When seeds of the tomato plant were brought back from the Americas, Europeans quickly associated tomatoes with their less-savory cousins. For years, it was strictly an ornamental, as many feared the consequences of consuming it. Lycopersicum, Tomato's scientific name, comes from old German werewolf stories. Meaning “wolf-peach,” it was believed to help witches transform into wolves or other animals. Despite its famous use in pasta and pizza, the tomato was not even widely consumed in Italy until the 17th or 18th century! Nightshades have played a significant role in many cultures since recorded history, and are mentioned in many ancient religious and historical texts (including the Bible). Their images have even been found on cave walls.
Perhaps it is their strange juxtaposing ability to be both ordinary otherworldly that makes them so enticing, or perhaps it’s that they are so high in nutrients and taste so great!
by Lucy Reese, DeLano Farms Manager
As some of you may know, we faced a saddening late blight infection in our fields during the 2013 season. Late blight is a serious disease of tomatoes and potatoes that can wipe out a crop in days. We did everything we could have done to eradicate the infection, and stop the spread of late blight through our fields. Still, as we all know, micro organisms can be pesky and crafty, and we cannot rule out the possibility that there are some surviving late blight pathogens, EEK! We are taking every precaution to protect our crops from an outbreak. The first step is choosing blight resistant varieties of potatoes and tomatoes. Blight is an issue on many farms, not just DeLano. For this reason, researchers have spent years identifying and breading blight resistant strains. These are what will be growing in DeLano fields this year. So if you notice that your potato is blue, or that your tomato is stripey, know that we are not just doing this for novelty sake. These unique varieties of plants are especially suited for DeLano's 2014 needs.
The second angle of attack is proper crop rotation. We are keeping this year's tomatoes and potatoes far, far away from last year's. This way, if one infected straggler remains, it will have a more difficult time passing on his disease, because all potential hosts will be across the farm. Because the disease is most likely to persist on potato tubers, we will be keeping the potato field cover cropped and routinely mowed, so as to kill any surviving potatoes.

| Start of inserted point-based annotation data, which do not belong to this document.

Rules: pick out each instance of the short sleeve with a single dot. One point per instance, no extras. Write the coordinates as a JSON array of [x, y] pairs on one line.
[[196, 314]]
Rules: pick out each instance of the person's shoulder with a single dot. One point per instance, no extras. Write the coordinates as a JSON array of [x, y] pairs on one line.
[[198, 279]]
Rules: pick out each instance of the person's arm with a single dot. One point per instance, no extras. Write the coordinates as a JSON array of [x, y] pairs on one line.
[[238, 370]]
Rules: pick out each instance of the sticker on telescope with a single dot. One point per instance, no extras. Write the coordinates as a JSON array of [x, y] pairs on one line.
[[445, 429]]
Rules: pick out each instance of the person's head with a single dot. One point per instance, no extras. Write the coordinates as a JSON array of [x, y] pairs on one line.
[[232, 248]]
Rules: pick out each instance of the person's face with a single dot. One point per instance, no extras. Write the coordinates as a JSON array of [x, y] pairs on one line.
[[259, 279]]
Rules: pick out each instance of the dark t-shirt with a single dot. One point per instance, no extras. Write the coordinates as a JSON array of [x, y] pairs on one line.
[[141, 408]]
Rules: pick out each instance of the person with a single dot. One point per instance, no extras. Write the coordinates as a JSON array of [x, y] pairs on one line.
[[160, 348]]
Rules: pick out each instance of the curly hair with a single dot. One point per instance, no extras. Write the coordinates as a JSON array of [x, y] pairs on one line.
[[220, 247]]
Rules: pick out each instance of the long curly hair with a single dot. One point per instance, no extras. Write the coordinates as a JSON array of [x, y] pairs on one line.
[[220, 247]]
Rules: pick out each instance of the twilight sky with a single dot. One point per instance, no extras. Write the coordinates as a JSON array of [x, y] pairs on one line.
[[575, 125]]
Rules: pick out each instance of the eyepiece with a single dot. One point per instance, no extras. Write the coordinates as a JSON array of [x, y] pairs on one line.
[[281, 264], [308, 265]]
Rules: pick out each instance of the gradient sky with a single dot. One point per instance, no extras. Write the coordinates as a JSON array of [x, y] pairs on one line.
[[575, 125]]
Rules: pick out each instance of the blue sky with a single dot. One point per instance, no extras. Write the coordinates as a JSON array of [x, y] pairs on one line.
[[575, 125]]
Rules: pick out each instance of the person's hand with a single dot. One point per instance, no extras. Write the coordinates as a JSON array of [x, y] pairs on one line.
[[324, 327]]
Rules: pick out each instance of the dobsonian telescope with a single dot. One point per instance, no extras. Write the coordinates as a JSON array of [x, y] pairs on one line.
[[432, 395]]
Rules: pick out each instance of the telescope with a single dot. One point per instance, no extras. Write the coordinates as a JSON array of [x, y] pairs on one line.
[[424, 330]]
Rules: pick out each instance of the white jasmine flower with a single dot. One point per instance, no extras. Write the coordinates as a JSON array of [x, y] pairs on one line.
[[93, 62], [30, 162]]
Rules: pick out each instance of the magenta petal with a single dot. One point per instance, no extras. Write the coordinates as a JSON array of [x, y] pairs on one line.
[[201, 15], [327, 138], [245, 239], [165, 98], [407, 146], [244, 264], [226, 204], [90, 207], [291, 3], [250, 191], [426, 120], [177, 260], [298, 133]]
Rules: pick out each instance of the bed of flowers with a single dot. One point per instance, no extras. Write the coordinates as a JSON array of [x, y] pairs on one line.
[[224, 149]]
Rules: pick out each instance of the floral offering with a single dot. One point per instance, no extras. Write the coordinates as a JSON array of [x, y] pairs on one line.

As part of this measure, we will not have cherry tomatoes in the u-pick section. Instead, they will be grown in our hoop house and with the other tomatoes and kept in the field with the other tomatoes. You will still have a chance to u-pick from the hoop house but, we would like to keep traffic and disease flow to a minimum out in the field. We know this is inconvenient, but we see it as an important disease management decision.
Yet a third strategy is bio control methods. We will be spraying the potatoes and tomatoes with a preventative biofungicide called Serenade. Approved for use in organic production, it is composed of beneficial microbes. The hope is that these little bacteria’s will make a happy home and procreate on the leaves of our valuable Nightshades, thus making it more difficult for other less desirable microbes, such as late blight, to set up colonies.The last angle of approach is doing everything we can to ensure the general health and wellness of our crops. As much as we dislike late blight, the Nightshades like it even less. They are our allies in fighting this pathogen, and every resource we can provide them for battle will ultimately help us. Thus, we will nurture them well from a young age, set out healthy transplants with adequate water, sun and nutrients. We will trellis them in a timely fashion, and do everything we can not to transport diseases to them from our clothes, tools or tractors. With care, luck, and some warm, dry weather, DeLano should avoid a 2014 blight infection.